Today’s guest post – and instant analysis of the 2009 NCAA Tournament (posted within minutes of the brackets being announced) — is yet another excellent offering from Erich Doerr . Erich first contacted me prior to the 2006 NBA Draft with a statistical preview in hand. Each subsequent year has seen improvement in the depth and breadth of his analysis.
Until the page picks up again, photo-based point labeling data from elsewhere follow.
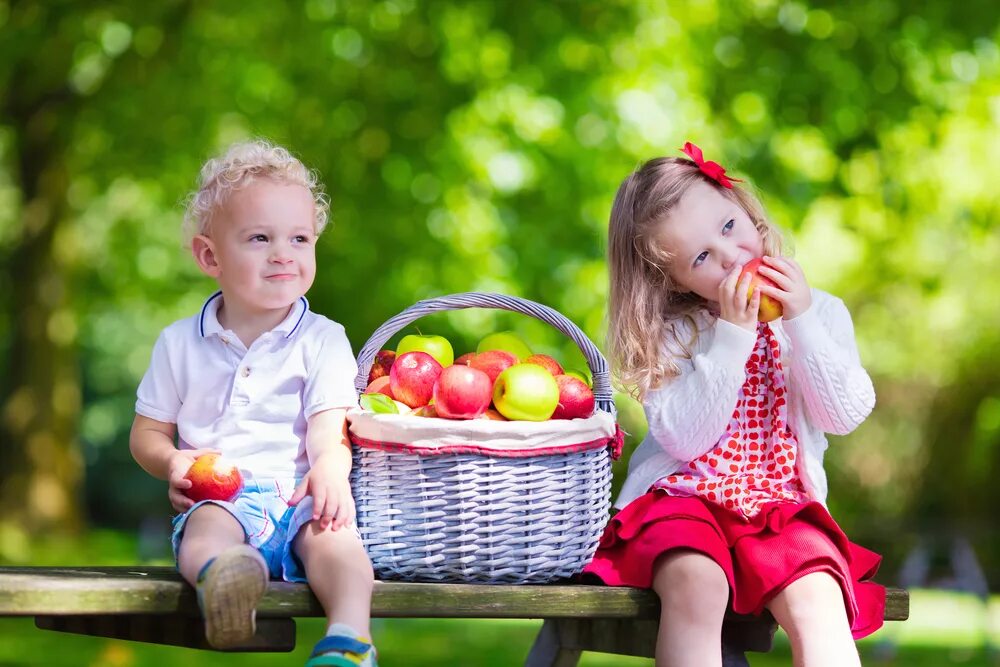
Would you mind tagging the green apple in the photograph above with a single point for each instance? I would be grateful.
(526, 392)
(507, 341)
(436, 346)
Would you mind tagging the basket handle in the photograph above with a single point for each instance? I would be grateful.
(595, 360)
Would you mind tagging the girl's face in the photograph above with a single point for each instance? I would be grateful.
(708, 236)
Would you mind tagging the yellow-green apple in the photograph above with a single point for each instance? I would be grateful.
(465, 359)
(575, 398)
(770, 308)
(584, 375)
(436, 346)
(379, 386)
(412, 378)
(526, 392)
(546, 362)
(505, 340)
(381, 364)
(493, 362)
(213, 478)
(462, 392)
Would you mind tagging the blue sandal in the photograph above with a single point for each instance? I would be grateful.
(342, 651)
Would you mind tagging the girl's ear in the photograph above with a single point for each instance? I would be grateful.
(203, 250)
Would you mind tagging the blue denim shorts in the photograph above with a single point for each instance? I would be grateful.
(269, 523)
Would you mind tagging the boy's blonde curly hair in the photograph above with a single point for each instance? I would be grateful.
(241, 165)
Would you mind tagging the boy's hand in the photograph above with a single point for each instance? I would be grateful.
(734, 307)
(333, 504)
(180, 461)
(792, 289)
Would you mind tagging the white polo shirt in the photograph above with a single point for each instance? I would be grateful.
(250, 404)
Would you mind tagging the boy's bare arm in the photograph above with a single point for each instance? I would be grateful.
(152, 445)
(327, 481)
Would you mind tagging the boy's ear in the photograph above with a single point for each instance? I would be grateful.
(203, 250)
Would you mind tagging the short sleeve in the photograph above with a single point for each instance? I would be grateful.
(157, 396)
(330, 381)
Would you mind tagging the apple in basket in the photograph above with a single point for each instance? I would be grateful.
(575, 398)
(770, 308)
(526, 392)
(412, 378)
(436, 346)
(493, 362)
(546, 362)
(505, 340)
(462, 392)
(213, 478)
(381, 365)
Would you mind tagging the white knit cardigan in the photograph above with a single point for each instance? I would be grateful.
(829, 392)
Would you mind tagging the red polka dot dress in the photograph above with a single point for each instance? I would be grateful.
(743, 505)
(754, 462)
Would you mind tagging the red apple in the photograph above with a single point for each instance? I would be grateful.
(770, 309)
(380, 386)
(412, 378)
(213, 478)
(575, 398)
(493, 362)
(462, 392)
(546, 362)
(436, 346)
(381, 365)
(526, 392)
(465, 359)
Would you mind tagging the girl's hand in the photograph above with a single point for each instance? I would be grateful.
(333, 504)
(792, 289)
(180, 461)
(734, 307)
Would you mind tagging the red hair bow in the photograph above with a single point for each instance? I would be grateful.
(711, 169)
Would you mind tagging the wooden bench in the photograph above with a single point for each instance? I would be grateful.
(153, 604)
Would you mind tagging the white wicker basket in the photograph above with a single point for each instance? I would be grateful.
(483, 518)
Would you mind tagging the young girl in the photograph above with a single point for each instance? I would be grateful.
(724, 501)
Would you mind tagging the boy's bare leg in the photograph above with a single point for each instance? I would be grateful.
(339, 573)
(234, 582)
(208, 532)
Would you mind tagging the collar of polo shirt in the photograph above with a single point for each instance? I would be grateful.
(208, 323)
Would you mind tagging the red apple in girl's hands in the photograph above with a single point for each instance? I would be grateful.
(770, 308)
(213, 478)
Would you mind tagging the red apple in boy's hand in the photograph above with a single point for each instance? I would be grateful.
(575, 398)
(546, 362)
(462, 392)
(381, 365)
(770, 308)
(493, 362)
(379, 386)
(213, 478)
(412, 378)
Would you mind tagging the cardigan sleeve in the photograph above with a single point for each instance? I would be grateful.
(689, 414)
(837, 391)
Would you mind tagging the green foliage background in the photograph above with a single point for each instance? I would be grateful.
(477, 146)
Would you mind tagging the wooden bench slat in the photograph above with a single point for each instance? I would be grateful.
(39, 591)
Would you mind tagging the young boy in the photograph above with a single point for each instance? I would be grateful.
(262, 380)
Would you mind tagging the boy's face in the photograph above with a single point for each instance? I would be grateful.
(708, 235)
(262, 246)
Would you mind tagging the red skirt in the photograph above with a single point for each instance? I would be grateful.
(760, 557)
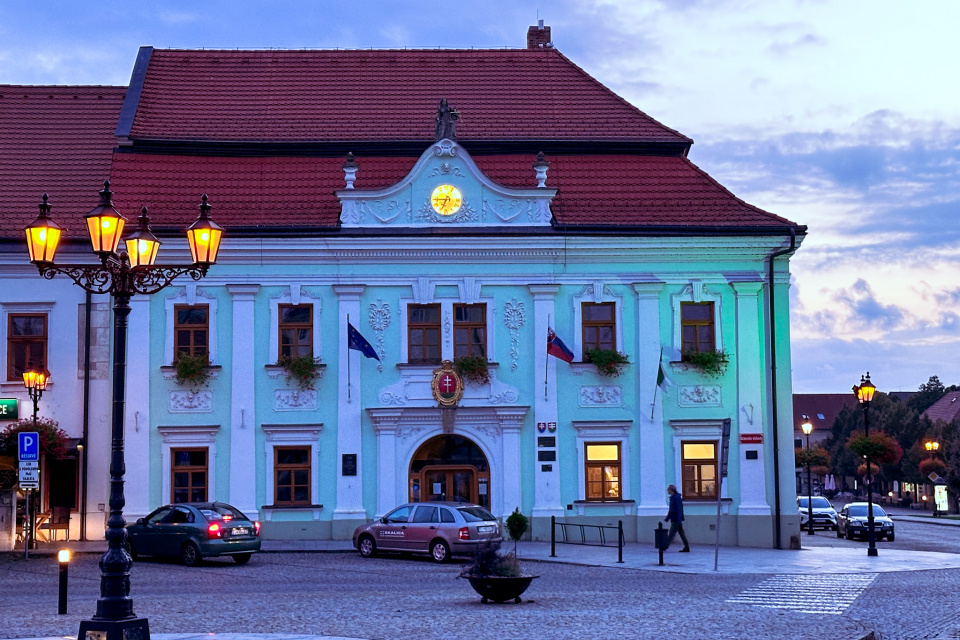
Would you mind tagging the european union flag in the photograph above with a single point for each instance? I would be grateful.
(357, 342)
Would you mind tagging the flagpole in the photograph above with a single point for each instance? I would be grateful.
(348, 357)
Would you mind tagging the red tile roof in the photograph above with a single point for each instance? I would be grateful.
(57, 139)
(299, 96)
(299, 191)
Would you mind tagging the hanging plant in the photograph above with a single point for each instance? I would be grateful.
(473, 368)
(878, 446)
(712, 363)
(304, 370)
(192, 371)
(609, 362)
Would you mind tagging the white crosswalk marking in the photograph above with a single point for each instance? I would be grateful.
(828, 593)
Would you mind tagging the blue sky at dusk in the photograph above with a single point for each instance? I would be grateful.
(844, 116)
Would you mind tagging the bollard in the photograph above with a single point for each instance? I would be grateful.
(63, 558)
(659, 536)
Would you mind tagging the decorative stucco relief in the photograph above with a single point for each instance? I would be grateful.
(514, 317)
(601, 395)
(191, 401)
(294, 399)
(699, 395)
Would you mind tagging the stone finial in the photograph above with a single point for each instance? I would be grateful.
(350, 170)
(541, 166)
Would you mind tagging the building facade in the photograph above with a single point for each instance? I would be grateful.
(532, 201)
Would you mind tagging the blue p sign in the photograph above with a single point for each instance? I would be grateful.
(28, 446)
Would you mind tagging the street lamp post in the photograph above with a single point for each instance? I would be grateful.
(121, 274)
(807, 428)
(35, 380)
(864, 392)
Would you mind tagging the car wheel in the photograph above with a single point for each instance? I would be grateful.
(439, 551)
(190, 554)
(368, 548)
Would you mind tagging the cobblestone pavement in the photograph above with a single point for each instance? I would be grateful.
(340, 594)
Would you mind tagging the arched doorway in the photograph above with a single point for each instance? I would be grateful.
(450, 467)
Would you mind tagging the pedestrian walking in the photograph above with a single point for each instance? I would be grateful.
(675, 518)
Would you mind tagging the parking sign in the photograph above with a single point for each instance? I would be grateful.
(28, 445)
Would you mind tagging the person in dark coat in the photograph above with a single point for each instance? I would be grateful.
(675, 518)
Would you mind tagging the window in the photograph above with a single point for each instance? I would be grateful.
(189, 475)
(602, 462)
(423, 334)
(599, 326)
(191, 330)
(699, 464)
(291, 470)
(696, 327)
(469, 330)
(26, 343)
(296, 330)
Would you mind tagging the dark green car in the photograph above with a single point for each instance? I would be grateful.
(192, 531)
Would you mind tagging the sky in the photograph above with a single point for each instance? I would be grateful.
(843, 115)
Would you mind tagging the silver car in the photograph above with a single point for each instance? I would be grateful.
(441, 529)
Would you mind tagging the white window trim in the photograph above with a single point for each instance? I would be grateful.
(191, 296)
(291, 435)
(699, 431)
(188, 437)
(446, 326)
(603, 431)
(695, 291)
(295, 295)
(597, 293)
(45, 308)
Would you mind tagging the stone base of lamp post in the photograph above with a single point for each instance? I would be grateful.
(129, 629)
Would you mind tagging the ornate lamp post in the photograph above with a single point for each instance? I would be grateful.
(864, 392)
(121, 274)
(35, 380)
(807, 428)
Outside of his basketball writing, Erich does consulting work for major software products by day and has started a fledgling sports-themed Open Source software initiative by night.
Back by popular demand, I have run the numbers on Selection Sunday and am here to offer WoW readers a bracket breakdown with a statistical bent.
Table One: NCAA Tournament based on Pomeroy Numbers
Table Two: NCAA Tournament based on Sagarin Numbers
Last year I employed the Monte Carlo method to generate probabilities. This year I have upgraded to calculate conditional probabilities. Essentially, conditional probabilities produce the odds of a Monte Carlo simulation as the number of simulations increase toward infinity.
Just like in 2008, I am relying on the two strongest public NCAA metrics: Sagarin Ratings and Ken Pomeroy‘s Pythagorean Ratings. Statistics used by the Wages of Wins parallel Pomeroy’s approach, as both build off of offensive and defensive efficiency.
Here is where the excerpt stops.